Monarch butterflies migrate annually thousands of miles from food and milkweed host-plants sources in North America as far north as the Canadian border, to their winter gathering grounds in the southern Mexican state of Michuacan. See a map I made of the Monarch migration routes.

The idea behind the poster design is to connect monarchs with milkweeds in the minds of people from government officials, to farmers, to people maintaining their yards, to school kids. Monarchs don’t just fly around on their own, unconnected to anything else. They are connected to everything, especially to milkweeds. Monarchs and Milkweeds have one of nature’s long-term relationships.

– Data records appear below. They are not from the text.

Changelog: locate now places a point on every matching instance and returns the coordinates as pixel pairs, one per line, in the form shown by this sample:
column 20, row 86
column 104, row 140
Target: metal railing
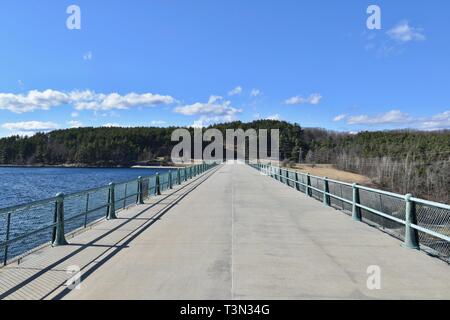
column 416, row 221
column 27, row 227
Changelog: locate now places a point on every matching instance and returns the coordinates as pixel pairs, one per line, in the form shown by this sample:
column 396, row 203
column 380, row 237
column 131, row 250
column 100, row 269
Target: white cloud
column 111, row 125
column 400, row 119
column 235, row 91
column 437, row 122
column 75, row 124
column 255, row 93
column 391, row 117
column 116, row 101
column 80, row 100
column 313, row 99
column 158, row 123
column 215, row 107
column 30, row 126
column 87, row 56
column 403, row 32
column 274, row 117
column 215, row 110
column 339, row 117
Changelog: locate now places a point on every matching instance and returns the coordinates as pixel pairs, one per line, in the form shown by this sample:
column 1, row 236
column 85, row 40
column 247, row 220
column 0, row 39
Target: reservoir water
column 22, row 185
column 25, row 229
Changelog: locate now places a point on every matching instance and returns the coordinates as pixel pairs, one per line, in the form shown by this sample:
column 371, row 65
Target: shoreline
column 79, row 166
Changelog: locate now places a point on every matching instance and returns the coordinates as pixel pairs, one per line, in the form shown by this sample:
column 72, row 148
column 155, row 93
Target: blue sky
column 173, row 62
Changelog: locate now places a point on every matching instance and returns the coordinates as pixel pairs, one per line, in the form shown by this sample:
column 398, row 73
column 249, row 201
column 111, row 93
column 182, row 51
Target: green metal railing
column 26, row 227
column 416, row 221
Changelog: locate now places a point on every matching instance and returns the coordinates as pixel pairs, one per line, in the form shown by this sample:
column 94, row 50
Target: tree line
column 400, row 161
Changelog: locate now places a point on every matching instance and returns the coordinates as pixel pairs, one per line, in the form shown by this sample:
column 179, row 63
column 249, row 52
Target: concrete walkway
column 230, row 234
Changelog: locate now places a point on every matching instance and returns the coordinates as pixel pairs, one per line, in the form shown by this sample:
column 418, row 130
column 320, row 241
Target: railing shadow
column 116, row 248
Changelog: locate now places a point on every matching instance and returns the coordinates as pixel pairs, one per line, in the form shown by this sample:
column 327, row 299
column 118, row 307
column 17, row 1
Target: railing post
column 297, row 183
column 157, row 185
column 308, row 185
column 170, row 180
column 111, row 202
column 140, row 191
column 8, row 228
column 59, row 238
column 356, row 210
column 86, row 211
column 411, row 234
column 326, row 191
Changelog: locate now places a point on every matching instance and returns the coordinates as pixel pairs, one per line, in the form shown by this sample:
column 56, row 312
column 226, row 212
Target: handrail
column 145, row 189
column 412, row 227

By protecting stands of Milkweeds from over-spraying, and also planting them in designated safe places, we can restore this link in the butterfly life cycle.

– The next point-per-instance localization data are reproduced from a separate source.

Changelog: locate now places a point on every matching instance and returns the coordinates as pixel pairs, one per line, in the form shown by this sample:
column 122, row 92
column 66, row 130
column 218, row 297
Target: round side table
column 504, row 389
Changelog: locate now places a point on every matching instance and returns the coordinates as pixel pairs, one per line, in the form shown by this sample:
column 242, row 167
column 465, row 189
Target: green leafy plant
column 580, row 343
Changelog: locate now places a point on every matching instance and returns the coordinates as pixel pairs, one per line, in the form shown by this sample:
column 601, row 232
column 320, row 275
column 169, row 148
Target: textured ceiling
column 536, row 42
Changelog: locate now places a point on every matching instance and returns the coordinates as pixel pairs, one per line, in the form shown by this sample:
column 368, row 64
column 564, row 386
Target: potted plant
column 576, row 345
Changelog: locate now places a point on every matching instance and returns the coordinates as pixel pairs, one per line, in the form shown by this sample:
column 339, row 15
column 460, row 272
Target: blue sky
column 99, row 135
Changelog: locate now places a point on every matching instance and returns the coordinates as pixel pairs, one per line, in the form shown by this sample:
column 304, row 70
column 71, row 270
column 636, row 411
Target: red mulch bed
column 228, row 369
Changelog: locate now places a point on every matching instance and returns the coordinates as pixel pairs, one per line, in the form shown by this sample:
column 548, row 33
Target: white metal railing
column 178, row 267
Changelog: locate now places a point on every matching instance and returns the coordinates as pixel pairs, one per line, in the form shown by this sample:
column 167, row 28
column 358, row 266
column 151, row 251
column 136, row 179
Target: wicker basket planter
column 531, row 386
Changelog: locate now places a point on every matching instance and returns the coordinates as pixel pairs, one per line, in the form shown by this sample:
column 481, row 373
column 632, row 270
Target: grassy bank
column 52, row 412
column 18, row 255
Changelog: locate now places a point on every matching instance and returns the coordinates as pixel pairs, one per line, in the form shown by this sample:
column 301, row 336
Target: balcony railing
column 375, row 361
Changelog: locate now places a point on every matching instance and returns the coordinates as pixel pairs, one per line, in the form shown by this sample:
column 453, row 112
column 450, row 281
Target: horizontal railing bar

I designed and illustrated this poster for as part of a national campaign to encourage people to not only protect, but actually plant milkweeds. Based on a letter to President Barack Obama drafted by the “Group of 50”, Gary P. Nabhan, noted author, scientist and organizer of the Monarch campaign, was invited to the White House on April 29 for a meeting aimed at gaining multi-agency government support for a monarch recovery initiative.

As the letter says:

As monarch biologists, pollination ecologists, science educators, farmers and non-profit leaders, we are grateful that the leaders of the United States, Mexico and Canada have already pledged to work together to protect the monarch butterfly and its incredible migration as a symbol of international cooperation. We recognize that the population trends of the monarch butterfly can only be reversed through the collective actions of federal and state government agencies, private landowners, non-governmental organizations, land trusts, and other land managers.

A hundred copies of this poster will go with Gary to Washington.

Print your own copy of this poster

Download your own free Make Way for Monarchs poster. It’s designed to print for about a dollar at any quick printer, like Kinkos or OfficeMax, using a laser printer. The image is 12 x 18 inches. Ask the printer to trim it down to have it bleed to the edges of the paper. They will probably do it while you wait.



  • Thank you for this wonderful poster design. Will share with our community in Western a north Carolina. We are very concerned about the Monarchs and are promoting the cultivation and protection of milkweeds.

  • Where do the Mazsula people in the documentary live in Mexico? I and my wife want to travel and see this November.